Literature DB >> 30321264

Expanded functionality, increased accuracy, and enhanced speed in the de novo genotyping-by-sequencing pipeline GBS-SNP-CROP.

Abstract

SUMMARY: GBS-SNP-CROP is a bioinformatics pipeline originally developed to support the cost-effective genome-wide characterization of plant genetic resources through paired-end genotyping-by-sequencing (GBS), particularly in the absence of a reference genome. Since its 2016 release, the pipeline's functionality has greatly expanded, its computational efficiency has improved, and its applicability to a broad set of genomic studies for both plants and animals has been demonstrated. This note details the suite of improvements to date, as realized in GBS-SNP-CROP v.4.0, with specific attention paid to a new integrated metric that facilitates reliable variant identification despite the complications of homologs. Using the new de novo GBS read simulator GBS-Pacecar, also introduced in this note, results show an improvement in overall pipeline accuracy from 66% (v.1.0) to 84% (v.4.0), with a time saving of ∼70%. Both GBS-SNP-CROP versions significantly outperform TASSEL-UNEAK; and v.4.0 resolves the issue of non-overlapping variant calls observed between UNEAK and v.1.0.
AVAILABILITY AND IMPLEMENTATION: GBS-SNP-CROP source code and user manual are available at https://github.com/halelab/GBS-SNP-CROP. The GBS read simulator GBS-Pacecar is available at https://github.com/halelab/GBS-Pacecar. SUPPLEMENTARY INFORMATION: Supplementary data are available at Bioinformatics online.

Entities: Chemical Disease Gene Species

Mesh：

Year: 2019 PMID： 30321264 PMCID： PMC6513162 DOI： 10.1093/bioinformatics/bty873

Source DB: PubMed Journal: Bioinformatics ISSN： 1367-4803 Impact factor: 6.937

1 Introduction

The GBS-SNP-Calling Reference Optional Pipeline (GBS-SNP-CROP) is an open-source pipeline that integrates custom parsing and filtering procedures with well-known, vetted bioinformatic tools, giving users full readable access to all intermediate files. Initially designed for paired-end reads, GBS-SNP-CROP employs a strategy of variant calling based on both within-individual and across-population patterns of polymorphism to identify and distinguish high-confidence variants from both sequencing and PCR errors, whether or not a reference genome is available.
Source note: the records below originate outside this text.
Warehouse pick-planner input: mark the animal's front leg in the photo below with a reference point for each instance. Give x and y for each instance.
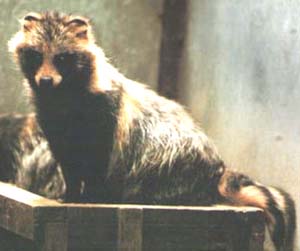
(73, 186)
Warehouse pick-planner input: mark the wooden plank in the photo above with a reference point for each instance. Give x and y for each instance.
(130, 230)
(50, 225)
(92, 227)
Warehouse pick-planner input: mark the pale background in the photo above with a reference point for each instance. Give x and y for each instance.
(239, 74)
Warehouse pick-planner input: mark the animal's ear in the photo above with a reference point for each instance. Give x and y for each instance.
(79, 25)
(29, 20)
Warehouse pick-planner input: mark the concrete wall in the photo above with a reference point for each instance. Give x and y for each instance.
(129, 32)
(240, 76)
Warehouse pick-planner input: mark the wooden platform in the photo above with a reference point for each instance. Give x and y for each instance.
(29, 222)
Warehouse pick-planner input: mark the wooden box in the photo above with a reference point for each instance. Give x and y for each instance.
(29, 222)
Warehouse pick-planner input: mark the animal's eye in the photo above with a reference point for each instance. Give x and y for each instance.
(64, 58)
(31, 59)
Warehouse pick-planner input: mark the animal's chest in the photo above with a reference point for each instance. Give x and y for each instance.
(79, 137)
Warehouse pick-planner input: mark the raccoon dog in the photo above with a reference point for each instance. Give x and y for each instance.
(118, 141)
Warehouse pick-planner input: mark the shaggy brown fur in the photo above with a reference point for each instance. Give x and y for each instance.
(121, 142)
(25, 158)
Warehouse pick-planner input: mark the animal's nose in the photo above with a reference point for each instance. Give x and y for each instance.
(46, 81)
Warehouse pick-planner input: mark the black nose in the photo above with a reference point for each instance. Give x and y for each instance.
(46, 81)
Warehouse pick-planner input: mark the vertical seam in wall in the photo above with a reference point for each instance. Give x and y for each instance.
(172, 43)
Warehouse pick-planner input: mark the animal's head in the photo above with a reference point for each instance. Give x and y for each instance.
(55, 50)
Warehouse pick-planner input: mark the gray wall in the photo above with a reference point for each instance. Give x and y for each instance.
(240, 76)
(129, 32)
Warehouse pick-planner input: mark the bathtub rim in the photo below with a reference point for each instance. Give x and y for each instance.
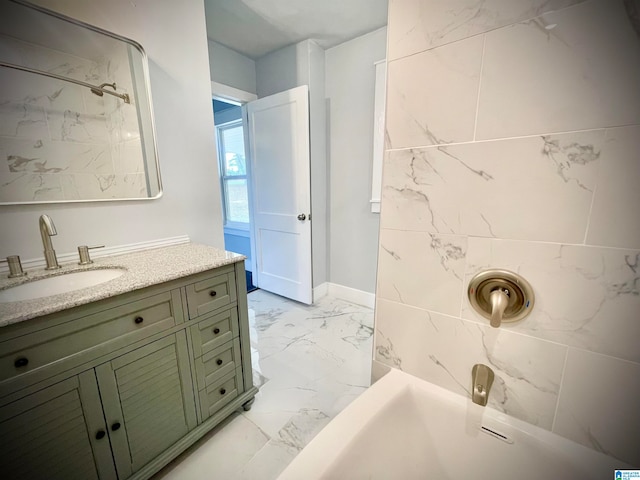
(321, 453)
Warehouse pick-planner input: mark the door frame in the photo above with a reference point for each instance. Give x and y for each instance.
(235, 96)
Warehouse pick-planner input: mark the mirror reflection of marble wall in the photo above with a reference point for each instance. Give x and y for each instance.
(59, 141)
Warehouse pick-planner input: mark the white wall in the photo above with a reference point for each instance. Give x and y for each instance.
(513, 143)
(174, 37)
(289, 67)
(281, 70)
(231, 68)
(350, 80)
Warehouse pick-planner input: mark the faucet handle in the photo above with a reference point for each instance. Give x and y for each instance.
(15, 267)
(83, 252)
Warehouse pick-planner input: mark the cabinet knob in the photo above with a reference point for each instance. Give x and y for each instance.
(21, 362)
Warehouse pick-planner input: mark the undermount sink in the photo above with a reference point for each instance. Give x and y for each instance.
(65, 283)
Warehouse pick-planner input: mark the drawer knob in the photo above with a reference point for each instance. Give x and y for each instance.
(21, 362)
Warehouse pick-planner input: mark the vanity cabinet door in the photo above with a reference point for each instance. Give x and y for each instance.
(148, 401)
(56, 433)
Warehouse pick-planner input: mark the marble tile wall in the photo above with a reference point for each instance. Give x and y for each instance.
(60, 142)
(513, 141)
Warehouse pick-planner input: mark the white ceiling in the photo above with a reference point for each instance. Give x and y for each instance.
(257, 27)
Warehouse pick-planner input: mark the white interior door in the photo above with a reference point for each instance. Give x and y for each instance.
(281, 193)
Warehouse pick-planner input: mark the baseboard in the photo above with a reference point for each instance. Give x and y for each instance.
(320, 291)
(106, 251)
(359, 297)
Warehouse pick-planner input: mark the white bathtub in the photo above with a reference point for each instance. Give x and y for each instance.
(404, 428)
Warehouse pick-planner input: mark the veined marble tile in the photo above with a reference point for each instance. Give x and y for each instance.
(45, 156)
(417, 25)
(598, 405)
(432, 96)
(615, 221)
(224, 451)
(422, 269)
(72, 125)
(82, 186)
(269, 462)
(22, 103)
(574, 69)
(29, 187)
(443, 350)
(585, 297)
(503, 189)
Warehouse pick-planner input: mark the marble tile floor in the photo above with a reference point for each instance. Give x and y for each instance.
(309, 363)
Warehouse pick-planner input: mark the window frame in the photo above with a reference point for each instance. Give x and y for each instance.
(224, 178)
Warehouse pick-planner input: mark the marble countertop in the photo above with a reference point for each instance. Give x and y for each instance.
(143, 269)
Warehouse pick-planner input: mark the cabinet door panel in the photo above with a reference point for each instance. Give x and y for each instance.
(149, 393)
(51, 434)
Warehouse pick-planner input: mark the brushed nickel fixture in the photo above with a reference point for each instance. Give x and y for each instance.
(482, 378)
(15, 266)
(501, 296)
(97, 89)
(83, 253)
(47, 230)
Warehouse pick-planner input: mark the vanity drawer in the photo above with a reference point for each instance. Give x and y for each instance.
(87, 337)
(211, 294)
(214, 331)
(217, 395)
(217, 364)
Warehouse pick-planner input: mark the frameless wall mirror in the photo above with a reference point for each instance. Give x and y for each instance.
(76, 123)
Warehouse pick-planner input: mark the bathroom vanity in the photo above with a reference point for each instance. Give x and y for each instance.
(114, 381)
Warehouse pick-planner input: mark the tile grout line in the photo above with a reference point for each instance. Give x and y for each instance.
(512, 137)
(475, 125)
(593, 201)
(564, 370)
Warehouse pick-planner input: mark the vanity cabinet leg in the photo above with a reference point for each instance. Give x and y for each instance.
(247, 405)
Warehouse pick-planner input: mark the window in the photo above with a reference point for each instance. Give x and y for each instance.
(233, 174)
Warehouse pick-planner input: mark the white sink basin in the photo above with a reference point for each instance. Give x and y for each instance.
(65, 283)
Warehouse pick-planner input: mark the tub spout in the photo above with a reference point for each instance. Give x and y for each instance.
(482, 377)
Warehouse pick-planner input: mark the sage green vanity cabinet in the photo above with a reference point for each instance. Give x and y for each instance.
(147, 399)
(118, 388)
(54, 433)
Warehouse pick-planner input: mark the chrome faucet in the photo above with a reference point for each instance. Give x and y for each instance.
(482, 377)
(47, 230)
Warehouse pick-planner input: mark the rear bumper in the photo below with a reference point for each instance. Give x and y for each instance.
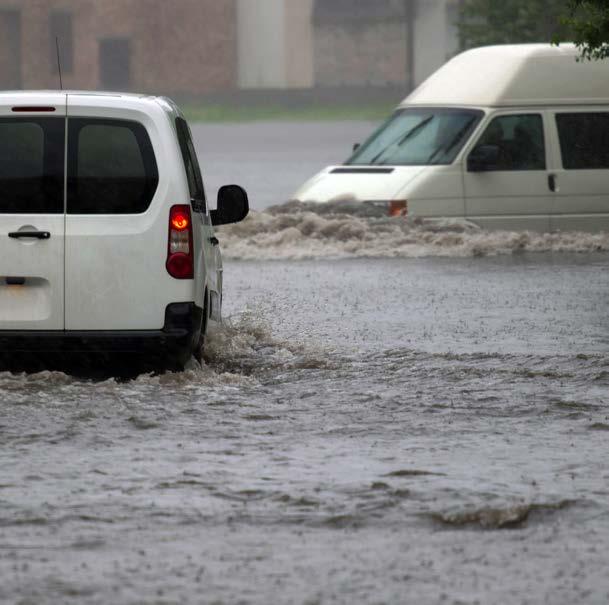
(175, 340)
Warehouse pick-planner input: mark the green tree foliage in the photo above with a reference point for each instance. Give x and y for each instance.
(483, 22)
(588, 21)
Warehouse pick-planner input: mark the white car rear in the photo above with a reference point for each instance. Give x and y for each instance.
(106, 239)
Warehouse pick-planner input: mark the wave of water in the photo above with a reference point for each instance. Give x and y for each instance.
(347, 230)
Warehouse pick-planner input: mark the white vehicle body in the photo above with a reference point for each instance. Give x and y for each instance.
(541, 124)
(88, 186)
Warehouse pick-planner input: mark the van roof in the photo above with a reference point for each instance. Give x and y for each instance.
(509, 75)
(110, 99)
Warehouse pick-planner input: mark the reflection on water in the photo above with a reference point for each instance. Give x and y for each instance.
(345, 229)
(364, 430)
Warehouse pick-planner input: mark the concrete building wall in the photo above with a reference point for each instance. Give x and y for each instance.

In the latter case, the pipeline uses a read-clustering strategy to build a so-called Mock Reference (MR) of consensus GBS fragments for use in downstream alignment, variant calling, and genotyping (Melo ). As a reference-optional (or de novo) pipeline, GBS-SNP-CROP has proven useful to breeders of under-researched crop species for which the lack of a reference genome presented a barrier to the efficient use of GBS data (Cheng ; Hale ; Melo ; Sogbohossou ; Wang ). The pipeline has facilitated studies of genetic diversity and population structure for natural populations of both plants (Arredondo ; Bartaula ; Sunseri ) and animals (Drury ; Xu ) and has successfully supported molecular breeding analyses in a variety of crop and non-crop plant species (Adhikari ; Chung ; Holloway ; Munjal et al., 2017). In presenting GBS-SNP-CROP v.4.0, this note describes the expanded functionality and enhanced performance of the pipeline relative to its original version.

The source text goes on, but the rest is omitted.